A Visit to the Dentist: Help your Child Overcome the Fear

A boy at a dentist appointmentAll parents know that taking their children to the dentist is important. It helps keep their oral health in check. It teaches them to take care of their teeth from an early age.

But from a child’s point of view, a visit to the pediatric dentist in Utah can be a scary affair. Walker Pediatric Dentistry knows that the unfamiliar objects and tools in an odd room, as well as a stranger poking a cold instrument into their mouth, are no fun. However, you can make this comfortable for your child in the following ways:

1. Watch your words

The idea of a visit to the dentist is enough to scare a child. Do not make it worse by introducing words such as pain, shot, or hurt. Instead, let the professionals at the clinic use their vocabulary to make your child comfortable in overcoming the difficult situation. The best thing to say to your child is that the pediatric dentist will look for sugar bugs and clean them. If not, they want to count their teeth and check their smile, nothing else.

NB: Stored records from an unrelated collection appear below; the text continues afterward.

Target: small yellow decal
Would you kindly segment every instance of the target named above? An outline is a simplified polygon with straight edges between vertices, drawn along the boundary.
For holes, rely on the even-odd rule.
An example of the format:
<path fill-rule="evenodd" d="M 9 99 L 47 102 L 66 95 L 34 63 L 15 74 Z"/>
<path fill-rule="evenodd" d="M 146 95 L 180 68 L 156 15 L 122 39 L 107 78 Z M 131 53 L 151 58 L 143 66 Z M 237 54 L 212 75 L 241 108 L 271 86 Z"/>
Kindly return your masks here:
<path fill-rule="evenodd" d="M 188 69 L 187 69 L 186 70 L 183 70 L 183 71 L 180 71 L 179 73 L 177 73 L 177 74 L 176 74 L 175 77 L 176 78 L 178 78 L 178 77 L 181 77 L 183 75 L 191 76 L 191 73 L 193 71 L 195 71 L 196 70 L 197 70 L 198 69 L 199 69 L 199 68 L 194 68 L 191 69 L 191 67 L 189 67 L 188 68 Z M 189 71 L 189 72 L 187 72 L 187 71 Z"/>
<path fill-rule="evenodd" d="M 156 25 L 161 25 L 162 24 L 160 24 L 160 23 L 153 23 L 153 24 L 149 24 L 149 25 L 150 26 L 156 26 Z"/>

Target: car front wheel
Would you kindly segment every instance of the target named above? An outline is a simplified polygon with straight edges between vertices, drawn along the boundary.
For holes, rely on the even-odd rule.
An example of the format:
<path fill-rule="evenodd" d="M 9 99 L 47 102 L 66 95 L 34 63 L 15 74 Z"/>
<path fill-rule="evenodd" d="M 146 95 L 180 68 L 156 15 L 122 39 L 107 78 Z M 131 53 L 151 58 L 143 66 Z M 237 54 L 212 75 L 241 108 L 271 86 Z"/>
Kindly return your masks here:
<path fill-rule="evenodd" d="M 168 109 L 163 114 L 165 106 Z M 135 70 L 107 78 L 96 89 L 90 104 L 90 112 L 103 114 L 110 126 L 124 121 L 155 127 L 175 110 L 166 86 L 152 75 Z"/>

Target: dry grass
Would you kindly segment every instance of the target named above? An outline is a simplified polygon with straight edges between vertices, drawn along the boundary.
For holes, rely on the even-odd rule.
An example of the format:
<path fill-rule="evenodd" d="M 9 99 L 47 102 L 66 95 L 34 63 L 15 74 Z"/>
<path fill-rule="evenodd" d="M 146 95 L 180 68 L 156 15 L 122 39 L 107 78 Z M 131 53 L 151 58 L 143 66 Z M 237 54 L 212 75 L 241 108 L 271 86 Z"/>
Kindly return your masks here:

2. Role play the dentist visit

Before your appointment, play pretend with your baby as the doctor or patient or vice versa. All you need during the play is toothbrush and toothpaste. Count their teeth and help clean them. Avoid lining out other tools and instruments as well as drilling noises that might be scary. Get your baby to play doctor and clean the teeth of her dolls to make them familiar and comfortable with the procedure. Additionally, books with graphic pictures can help alleviate the fear in children. It will give them a sense of what to expect.

3. Keep your dental appointments a secret

Always avoid taking your child with you to your own dental visits. You might be already feeling anxious about it without knowing, hence passing on the fear to your child. Also avoid stories about extractions, refills or root canals as they only trigger unnecessary anxiety.

Take not of these tips when taking your child to their first dentist visit. Remember: children’s dental fear is only as strong as parents allow them to be. So, be there for them to make sure they overcome the anxiety.